Commander Scott Altman, Pilot Duane Carey, Flight Engineer Nancy Currie and spacewalkers John Grunsfeld, Rick Linnehan, Jim Newman and Mike Massimino blasted off of Launch Pad 39-A at the Kennedy Space Center at 5:22 a.m. Central time as Hubble orbited just west of Sarasota, Florida at an altitude of about 360 miles. Because of its brightness and elevation, the telescope was visible in the pre-dawn sky over the launch site as Columbia began its pursuit.
Less than nine minutes later, the pioneer shuttle was in orbit for the first time since July 1999, following an extensive modification period in which many of its systems were replaced and enhanced.
Columbia began a two-day chase to reach Hubble for its fourth service call, in which the observatory's solar arrays, main power switching unit, and a gyroscopic pointing mechanism will be replaced by newer components. In addition, the spacewalkers will also install a new scientific instrument ten times more powerful than the Hubble's Wide Field Planetary Camera to survey the universe and will attempt to restore an infrared instrument through the installation of a cooling system and an external radiator.
If all goes as planned, Currie will use Columbia's robot arm to grapple Hubble shortly after 3 a.m. CST on Sunday, setting the stage for five consecutive days of servicing spacewalks beginning early Monday morning.

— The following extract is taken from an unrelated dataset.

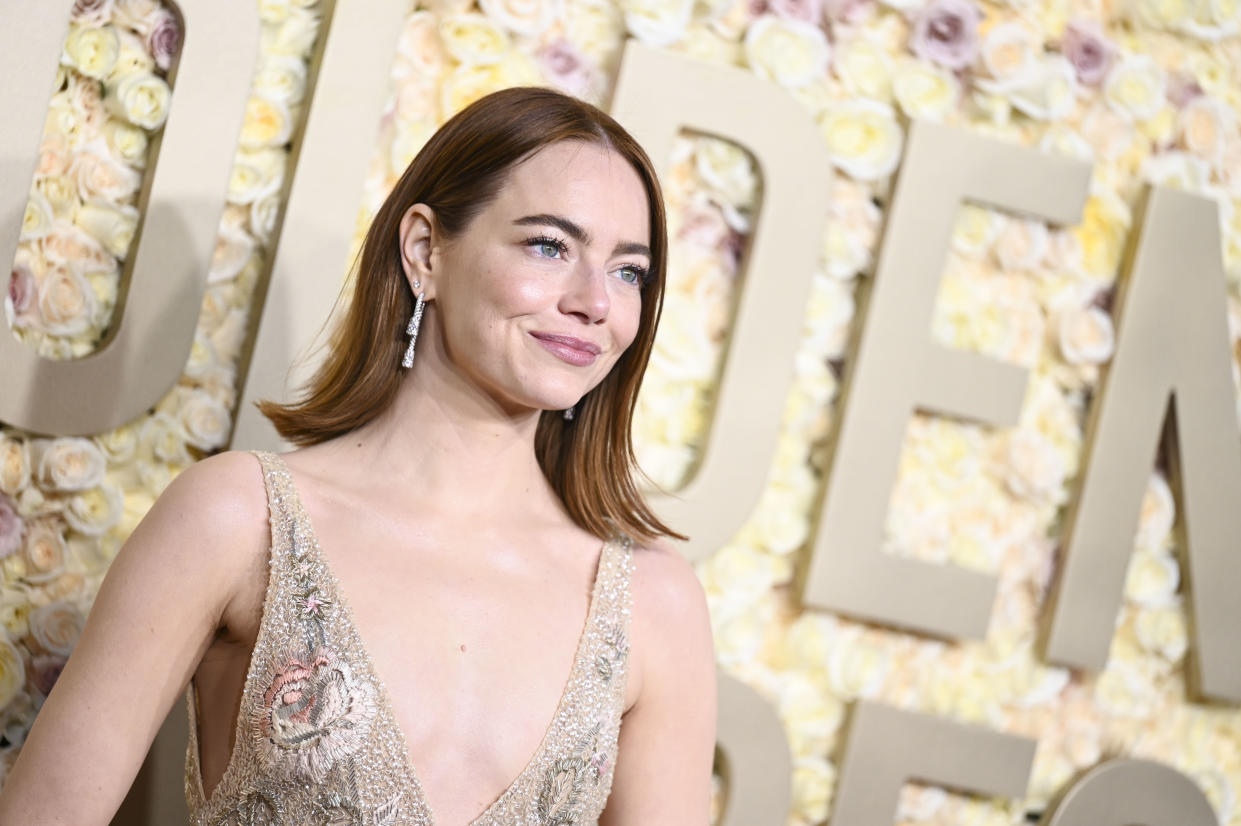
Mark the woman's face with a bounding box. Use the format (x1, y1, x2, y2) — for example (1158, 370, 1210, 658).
(400, 140, 651, 416)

Columbia's crew will spend the next few hours unpacking equipment, setting up computers and conducting the first of periodic engine firings that will occur over the next two days to refine the shuttle's approach to Hubble. The shuttle crew will begin its first sleep period at 12:22 p.m. CST and will be awakened at 8:22 p.m. this evening to begin its first full day in orbit, designed to test the ship's robot arm, spacesuits and rendezvous equipment which will be used over the next few days.